B     (unterbricht) ... aber warte doch mal! Ein paar Dinge haben wir doch schon kapiert: Der Temperaturanstieg darf auf keinen Fall mehr als 2O betragen – sonst bricht das Klima unumkehrbar zusammen. Um das Schlimmste zu verhindern, müsste man bis Mitte unseres Jahrhunderts den CO2-Ausstoß um 80 % bis 90 % reduzieren...

A     Und wie? Da müsste die ganze Welt ja zusammenarbeiten: die reichen Länder, die armen, die Schwellenländer auch. Und gar nicht auszudenken, was mit der Umwelt passiert, wenn jeder Chinese und jeder Inder erstmal sein eigenes Auto hat...

B      Aber da sind die reichen Länder wahrhaftig kein Vorbild. Die Amerikaner haben ja nicht mal das Kyoto-Protokoll unterschrieben – und pulvern ein Viertel aller weltweiten Emissionen in die Luft.

A     Siehst Du? Und wie können wir da erwarten, dass Chinesen und Inder und Brasilianer und Afrikaner zu einer besseren Einsicht kommen? Wir machen es ihnen doch vor! Apropos: Was tut eigentlich unsere Wirtschaft, was tut unsere Regierung gegen die Klimakatastrophe?

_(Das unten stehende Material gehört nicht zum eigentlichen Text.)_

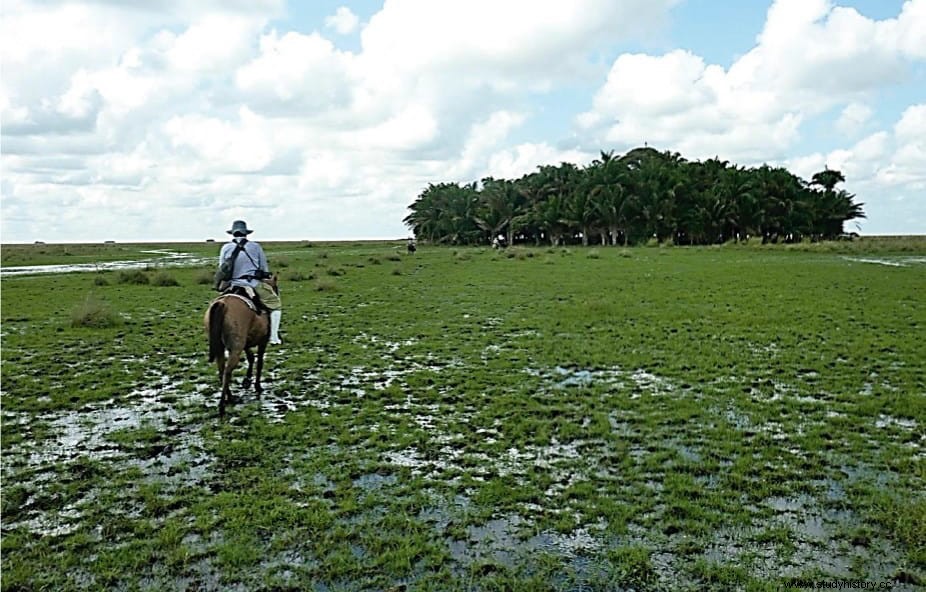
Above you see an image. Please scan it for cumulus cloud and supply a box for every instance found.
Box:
[0,0,926,240]
[836,103,874,136]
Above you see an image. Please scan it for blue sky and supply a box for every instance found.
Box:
[0,0,926,242]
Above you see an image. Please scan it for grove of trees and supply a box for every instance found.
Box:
[404,148,865,246]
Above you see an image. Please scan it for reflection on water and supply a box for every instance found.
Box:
[0,249,212,276]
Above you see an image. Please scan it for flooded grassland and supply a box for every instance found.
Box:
[0,244,926,590]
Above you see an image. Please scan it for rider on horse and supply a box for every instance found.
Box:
[219,220,283,345]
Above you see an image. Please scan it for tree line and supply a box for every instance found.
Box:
[404,147,865,246]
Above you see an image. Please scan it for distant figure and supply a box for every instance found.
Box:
[219,220,283,345]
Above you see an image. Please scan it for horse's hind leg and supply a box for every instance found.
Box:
[241,349,260,388]
[222,350,241,403]
[256,341,267,395]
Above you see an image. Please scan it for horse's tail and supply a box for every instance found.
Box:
[209,302,225,362]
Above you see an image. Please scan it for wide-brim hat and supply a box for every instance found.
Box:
[225,220,254,235]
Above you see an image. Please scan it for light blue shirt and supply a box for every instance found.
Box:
[219,237,270,288]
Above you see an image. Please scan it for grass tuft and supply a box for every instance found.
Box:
[71,292,120,329]
[119,269,151,286]
[151,271,180,288]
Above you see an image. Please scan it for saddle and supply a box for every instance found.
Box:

B      Na ja, die Bundesregierung will den Ausstoß an CO2 bis zum Jahr 2020 um 40 % senken –gegenüber 1990! Tatsächlich stehen dieses Jahr 2,6 Milliarden Euro für die Klimapolitik im Haushaltsansatz.

A     Das wäre schon gut, wenn Deutschland in puncto Klima-Rettung tatsächlich so eine Vorreiter-Rolle einnehmen würde...!

B      Das finde ich auch. Die Chance steckt in einem ganzen Bündel von Maßnahmen, wenn alle mitmachen: Energieversorger und Industrie, Forschung und Technik, Verkehr und Verbraucher.

A      Aber da steckt auch das Problem: Alle müssten an einem Strang ziehen! Nicht nur bei uns in Deutschland – weltweit! Ob das klappt???

B      Ich frage lieber anders herum: Was bleibt uns denn anderes übrig, wenn wir die Katastrophe noch im letzten Moment abwenden wollen?!

A      Du hast Recht. Was wir selber tun können – das sollten wir tun.

        Wir dürfen die Hoffnung nicht aufgeben.

        Um Himmels willen: Wir dürfen die Hoffnung nicht aufgeben.